Have you heard about the treasure hunting craze, Geocaching? I stumbled upon it a few months ago when I was planning my exploration unit, but Tony made fun of me when I brought it up, saying it sounded nerdy. People leave these little containers in various locations around the world, share the location coordinates with the online community, then use GPS to locate someone else’s “treasure.” When you find someone’s cache, you leave a little something, sign a book that’s inside, or email someone with an update of who’s been there. There are actually a bunch of caches here on Tortola and some of the surrounding islands.
Well, we had some friends over for dinner last week and were talking about some different hiking trails around the island when they saw the game box for Solar Quest, a favourite game of the Snethen family. It’s actually a pretty fun game, but when Tony starts spouting the name of every moon in the solar system, as well as various other stats about them, well, it starts to seem a bit… nerdy. Matt, a science teacher and avid boardgame player, was intrigued.

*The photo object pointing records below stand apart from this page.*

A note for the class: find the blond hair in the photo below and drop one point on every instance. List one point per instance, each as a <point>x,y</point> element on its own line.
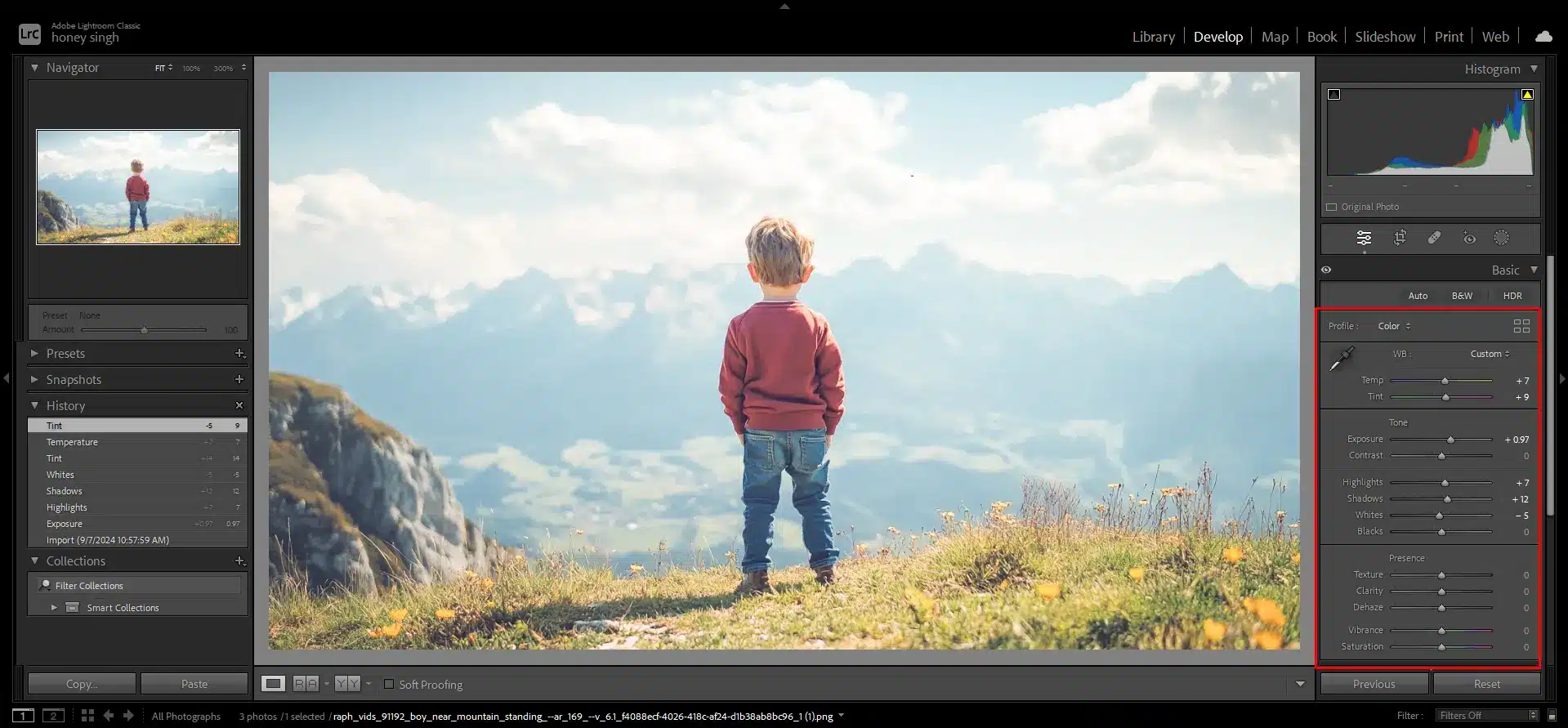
<point>778,252</point>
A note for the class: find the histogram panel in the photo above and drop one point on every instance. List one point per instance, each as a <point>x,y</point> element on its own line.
<point>1438,131</point>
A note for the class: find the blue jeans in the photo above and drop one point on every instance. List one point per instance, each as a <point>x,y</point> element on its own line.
<point>769,453</point>
<point>138,206</point>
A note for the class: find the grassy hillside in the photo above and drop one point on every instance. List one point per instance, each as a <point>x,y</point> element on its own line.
<point>1032,578</point>
<point>179,231</point>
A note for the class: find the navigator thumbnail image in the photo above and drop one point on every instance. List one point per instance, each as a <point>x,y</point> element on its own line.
<point>138,187</point>
<point>1431,131</point>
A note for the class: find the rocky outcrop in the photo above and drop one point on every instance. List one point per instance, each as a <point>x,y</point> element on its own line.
<point>54,214</point>
<point>355,504</point>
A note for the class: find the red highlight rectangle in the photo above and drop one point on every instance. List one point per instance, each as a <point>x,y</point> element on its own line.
<point>1540,489</point>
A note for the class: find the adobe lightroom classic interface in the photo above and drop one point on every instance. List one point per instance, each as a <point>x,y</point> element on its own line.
<point>387,380</point>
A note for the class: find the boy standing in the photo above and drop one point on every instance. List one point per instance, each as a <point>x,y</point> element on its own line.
<point>136,194</point>
<point>783,390</point>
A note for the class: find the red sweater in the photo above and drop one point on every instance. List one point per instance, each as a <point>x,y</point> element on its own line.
<point>136,187</point>
<point>781,369</point>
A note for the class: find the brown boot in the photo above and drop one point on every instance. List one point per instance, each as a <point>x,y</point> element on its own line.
<point>754,583</point>
<point>825,574</point>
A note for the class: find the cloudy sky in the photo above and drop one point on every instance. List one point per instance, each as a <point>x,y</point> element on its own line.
<point>76,153</point>
<point>445,179</point>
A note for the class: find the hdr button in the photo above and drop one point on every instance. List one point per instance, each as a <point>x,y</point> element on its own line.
<point>1374,685</point>
<point>1489,683</point>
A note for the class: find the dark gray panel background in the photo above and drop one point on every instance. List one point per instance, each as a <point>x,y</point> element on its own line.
<point>1438,195</point>
<point>1513,474</point>
<point>134,352</point>
<point>1366,380</point>
<point>173,593</point>
<point>78,378</point>
<point>1405,294</point>
<point>226,322</point>
<point>919,681</point>
<point>99,272</point>
<point>141,485</point>
<point>1342,239</point>
<point>1513,601</point>
<point>1427,327</point>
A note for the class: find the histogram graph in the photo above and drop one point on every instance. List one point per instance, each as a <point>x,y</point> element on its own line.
<point>1431,132</point>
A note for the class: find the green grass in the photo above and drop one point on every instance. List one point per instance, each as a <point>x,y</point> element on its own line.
<point>1040,579</point>
<point>179,231</point>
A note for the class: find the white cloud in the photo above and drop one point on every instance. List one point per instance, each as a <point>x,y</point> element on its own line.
<point>629,194</point>
<point>77,153</point>
<point>1181,137</point>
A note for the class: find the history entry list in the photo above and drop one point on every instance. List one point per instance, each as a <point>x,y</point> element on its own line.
<point>127,482</point>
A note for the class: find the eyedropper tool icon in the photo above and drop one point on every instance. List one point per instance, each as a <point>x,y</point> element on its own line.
<point>1342,358</point>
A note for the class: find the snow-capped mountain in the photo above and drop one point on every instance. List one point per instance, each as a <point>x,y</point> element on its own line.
<point>563,404</point>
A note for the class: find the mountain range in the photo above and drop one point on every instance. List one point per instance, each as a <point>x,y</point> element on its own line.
<point>561,405</point>
<point>99,196</point>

And thus, the idea for Nerd Day was born. It was decided that Matt, an experienced Geocacher, would take us to find a cache that he’s found before, and we would end the day with a battle for intergalactic domination.
Word spread, and we had an awesome group assembled for our hike!

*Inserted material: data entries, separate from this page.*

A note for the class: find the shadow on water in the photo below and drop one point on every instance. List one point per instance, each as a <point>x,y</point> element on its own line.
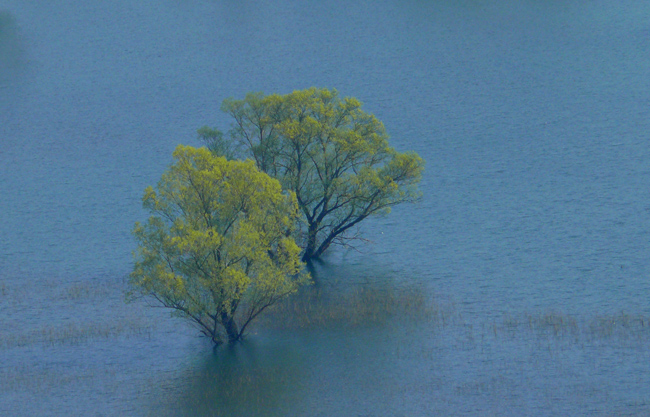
<point>251,378</point>
<point>11,48</point>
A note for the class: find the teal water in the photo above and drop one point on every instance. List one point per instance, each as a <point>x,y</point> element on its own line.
<point>533,119</point>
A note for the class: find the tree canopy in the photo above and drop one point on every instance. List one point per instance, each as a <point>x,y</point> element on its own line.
<point>329,152</point>
<point>216,248</point>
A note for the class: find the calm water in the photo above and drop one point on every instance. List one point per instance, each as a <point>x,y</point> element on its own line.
<point>531,238</point>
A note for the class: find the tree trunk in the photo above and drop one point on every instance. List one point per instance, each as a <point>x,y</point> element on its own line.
<point>311,242</point>
<point>230,325</point>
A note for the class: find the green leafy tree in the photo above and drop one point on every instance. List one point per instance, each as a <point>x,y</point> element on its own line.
<point>216,248</point>
<point>334,156</point>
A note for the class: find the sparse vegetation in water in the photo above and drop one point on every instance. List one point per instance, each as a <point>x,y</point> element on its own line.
<point>357,306</point>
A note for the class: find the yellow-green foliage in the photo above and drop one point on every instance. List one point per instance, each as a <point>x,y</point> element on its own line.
<point>216,243</point>
<point>334,156</point>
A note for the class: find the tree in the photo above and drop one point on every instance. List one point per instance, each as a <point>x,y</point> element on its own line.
<point>334,156</point>
<point>215,249</point>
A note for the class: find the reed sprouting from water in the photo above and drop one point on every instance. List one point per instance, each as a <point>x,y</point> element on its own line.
<point>356,306</point>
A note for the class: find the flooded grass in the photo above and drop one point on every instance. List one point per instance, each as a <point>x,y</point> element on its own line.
<point>359,306</point>
<point>77,333</point>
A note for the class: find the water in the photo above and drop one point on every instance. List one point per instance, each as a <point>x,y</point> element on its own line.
<point>533,119</point>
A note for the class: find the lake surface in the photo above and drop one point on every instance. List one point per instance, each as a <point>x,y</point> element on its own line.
<point>519,285</point>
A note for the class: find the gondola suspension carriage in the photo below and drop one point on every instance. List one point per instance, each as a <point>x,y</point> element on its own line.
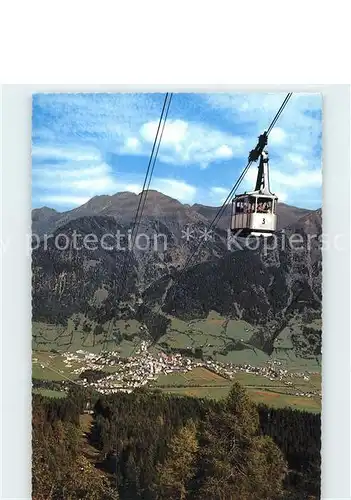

Along the way we came across The Bat Cave, though no bats, luckily!
From the “cave” you could climb out onto the giant boulders and peek out at the ocean 100 feet below. It made my legs feel like jello just standing there to take the picture!

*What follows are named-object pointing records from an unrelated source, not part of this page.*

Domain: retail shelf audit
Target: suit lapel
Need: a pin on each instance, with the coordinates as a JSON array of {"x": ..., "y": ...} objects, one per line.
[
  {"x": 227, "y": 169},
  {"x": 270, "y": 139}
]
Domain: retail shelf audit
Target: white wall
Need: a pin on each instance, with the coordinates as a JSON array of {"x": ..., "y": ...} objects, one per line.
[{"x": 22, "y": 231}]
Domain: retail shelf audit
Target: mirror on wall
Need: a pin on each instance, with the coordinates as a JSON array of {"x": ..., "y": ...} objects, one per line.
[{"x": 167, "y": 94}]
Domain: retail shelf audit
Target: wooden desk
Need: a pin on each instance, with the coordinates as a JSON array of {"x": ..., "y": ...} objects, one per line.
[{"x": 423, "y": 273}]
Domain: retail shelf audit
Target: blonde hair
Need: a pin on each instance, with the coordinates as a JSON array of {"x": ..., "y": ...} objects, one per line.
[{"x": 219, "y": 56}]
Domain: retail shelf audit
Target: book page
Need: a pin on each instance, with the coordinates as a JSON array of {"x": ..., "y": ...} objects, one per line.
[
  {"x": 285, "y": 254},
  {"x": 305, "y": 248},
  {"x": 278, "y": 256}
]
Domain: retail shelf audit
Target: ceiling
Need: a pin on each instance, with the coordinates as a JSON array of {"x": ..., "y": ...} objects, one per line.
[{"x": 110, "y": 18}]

The kids (and dog) made great leaders!
As we got closer to the cache though there were more and more cacti, and less and less recognizable path, so Stacy took over as lead.
We never did find what we were looking for. An “impenetrable wall of cacti” blocked our way forward, and we checked the paperwork to realise the last people who found the cache did so 11 months ago. Then again, when this is the what you see along the way, the journey can’t really be called a failure, can it?